Columbia January 1852.

San Francisco: Pollard & Britton’s Lith, 1852. Lithograph, 10.5” x 15.5”, backed with Japanese tissue. Original owner’s manuscript annotations. CONDITION: Good, old folds, now flattened; modest foxing and toning, small area of restoration in upper right corner.

An unusually large and very scarce California pictorial letter-sheet view of the mining town of Columbia.

An artist, architect and civil engineer, George Henry Goddard (1817–1906) left his native England in April 1850 to seek his fortune in California, arriving in San Francisco aboard the Diana in October of that year. Unsuccessful in his attempt to gain employment with John C. Fremont in Mariposa, Goddard then tried his hand at mining in the region. “But although he had failed to find gold or employment, he had made drawings of the Mariposa region, and these he took with him when he returned to San Francisco. Soon Goddard was off again to the mining country, this time to Columbia in Tuolumne County…Columbia in that year, according to Edna Bryan Buckbee, consisted of ‘forty saloons and gambling halls, a long thoroughfare flanked on both sides by fandango and hurdy-gurdy houses, three theatres, including a Chinese playhouse.’…Goddard remained in the Columbia-Sonora area through most of 1852 and 1853. He continued to make sketches of the gold region, and in 1852 wrote to his brother of his aspiration to have his views of Sonora and Columbia published. The hope was eventually realized [later that year]” (Shumate, p. 2).

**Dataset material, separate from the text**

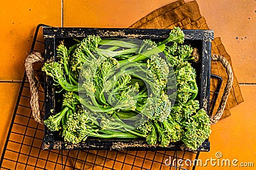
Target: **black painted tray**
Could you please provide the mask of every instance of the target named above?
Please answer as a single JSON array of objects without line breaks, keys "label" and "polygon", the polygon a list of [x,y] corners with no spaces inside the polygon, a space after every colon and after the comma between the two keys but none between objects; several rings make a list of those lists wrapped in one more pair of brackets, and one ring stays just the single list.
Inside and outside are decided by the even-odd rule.
[{"label": "black painted tray", "polygon": [[[99,35],[104,38],[136,38],[161,40],[167,38],[170,29],[105,29],[105,28],[74,28],[74,27],[44,27],[45,39],[45,61],[55,60],[56,47],[60,41],[72,43],[73,38],[83,38],[89,35]],[[204,107],[209,114],[210,77],[211,77],[211,40],[213,40],[212,30],[183,30],[185,34],[185,43],[196,47],[200,56],[200,62],[193,63],[197,73],[197,84],[199,93],[197,99],[200,107]],[[73,43],[74,43],[73,42]],[[56,95],[54,91],[53,80],[45,77],[45,119],[51,114],[54,108]],[[181,142],[173,143],[166,148],[149,145],[145,141],[131,139],[88,139],[79,144],[73,144],[64,142],[58,134],[49,130],[47,127],[44,131],[43,141],[44,149],[68,149],[68,150],[189,150]],[[206,140],[198,151],[209,151],[210,143]]]}]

At least seven such views after Goddard’s drawings were lithographed in San Francisco by Pollard & Britton (or its successor Britton and Rey): the present view of Columbia; Sonora, January 1852; Columbia, Stanislaus [i.e., Tuolumne] County [i.e., a second view of Columbia]; Southern Approach to Jamestown; Springfield; Tuolumne; and Campo. They are among the earliest such works to be registered for copyright in California, with the present view, dated March 25, 1852, the tenth work so registered (Greenwood, page 482).

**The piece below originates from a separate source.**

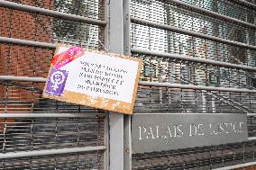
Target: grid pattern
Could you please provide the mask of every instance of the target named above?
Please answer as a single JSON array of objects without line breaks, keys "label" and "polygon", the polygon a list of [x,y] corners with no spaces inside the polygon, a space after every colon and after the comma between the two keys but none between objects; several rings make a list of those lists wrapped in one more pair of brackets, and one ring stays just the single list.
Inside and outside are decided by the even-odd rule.
[{"label": "grid pattern", "polygon": [[[105,1],[15,0],[14,3],[105,20]],[[105,26],[0,7],[0,36],[102,49]],[[54,51],[0,43],[0,76],[47,77]],[[49,114],[1,117],[0,153],[99,147],[106,144],[107,118],[99,110],[44,99],[44,83],[0,81],[1,113]],[[51,117],[72,113],[72,117]],[[103,115],[102,115],[103,114]],[[77,116],[76,116],[77,115]],[[87,115],[85,117],[85,115]],[[3,158],[0,169],[104,169],[104,150]]]},{"label": "grid pattern", "polygon": [[[184,0],[183,2],[248,23],[255,23],[255,9],[236,1]],[[133,18],[247,45],[255,46],[256,43],[254,28],[193,11],[178,5],[171,0],[132,0],[130,8],[131,16]],[[255,50],[133,21],[132,20],[130,25],[132,55],[143,61],[142,81],[255,90],[255,71],[174,59],[146,52],[133,52],[133,48],[251,67],[256,67]],[[139,87],[134,109],[136,113],[246,114],[255,112],[255,94],[142,85]],[[247,121],[248,136],[255,137],[255,116],[248,116]],[[132,157],[134,170],[214,169],[255,161],[255,140],[133,154]]]}]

“Yet Goddard’s success in having his works published was a mixed one. He wrote his brother Augustus in 1852 that, ‘My views have done me little good. You are aware that in publishing them the stones remained security to the lithographers for the bill of expenses and as they are sold very slowly, the latter seize the stones and published a great lot of copies in lettersheets and selling them at a cheap price have made a good deal of money by it’” (Shumate, p. 3). Given its size (10.5” x 15”), it is hard to imagine this view as a lettersheet. Presumably, Goddard’s views were re-lithographed in lettersheet format (i.e. closer to 8” x 10”) by Britton and Rey to recoup their investment. See Peters, California on Stone, plate 89.

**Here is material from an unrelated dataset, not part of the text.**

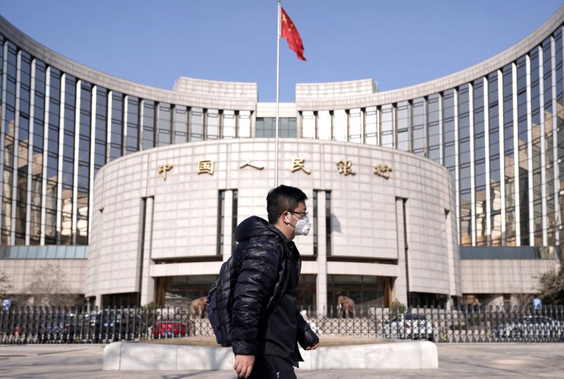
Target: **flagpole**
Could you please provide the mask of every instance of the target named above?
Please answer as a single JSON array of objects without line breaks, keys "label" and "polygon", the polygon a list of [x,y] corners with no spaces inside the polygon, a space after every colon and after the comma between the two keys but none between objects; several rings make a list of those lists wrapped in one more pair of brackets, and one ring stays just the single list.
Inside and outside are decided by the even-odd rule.
[{"label": "flagpole", "polygon": [[278,2],[278,20],[276,21],[276,126],[274,131],[274,187],[278,187],[278,123],[280,103],[280,0]]}]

The view is notable as an iconic representation of a bustling mining town during the Gold Rush, printed on a scale larger than that of the typical letter-sheet view. Dozens of buildings are shown with a wide street running through the center; men and one woman in the foreground move about, coming and going to seek their fortunes; a group of men at the right work a sluice box. This example includes manuscript annotations, with “My cabbin” noted in the left margin, evidently referring to the cabin identified as No. 1 on the hill on that side. A total of seven of the buildings are numbered in manuscript, likely references keyed to a letter.

Goddard would go on to have a successful career in California as an artist, mapmaker, surveyor and engineer, best known for his important 1857 map by Britton and Rey, the first map of California based on actual surveys. His papers, comprising hundreds of original drawings, as well as copies of his views, surveying journals and more, were destroyed in the 1906 earthquake.

As with all of Goddard’s 1852–53 views, this lithograph is scarce. Reps records examples at the Bancroft Library, the Amon Carter Museum, the Society of California Pioneers, California Historical Society (San Francisco) and AAS. Two additional examples are held by Yale.

REFERENCES: Baird, California’s Pictorial Letter Sheets 41; Clifford, California Pictorial Letter Sheets 36; Peters, California on Stone, p. 180 and plate 89; Reps, Views and Viewmakers 76; Reps, Cities of the American West, p. 203; Greenwood, California Imprints, 1833–1862, p. 482; Shumate, Albert. The Life of George Henry Goddard (University of California, 1969).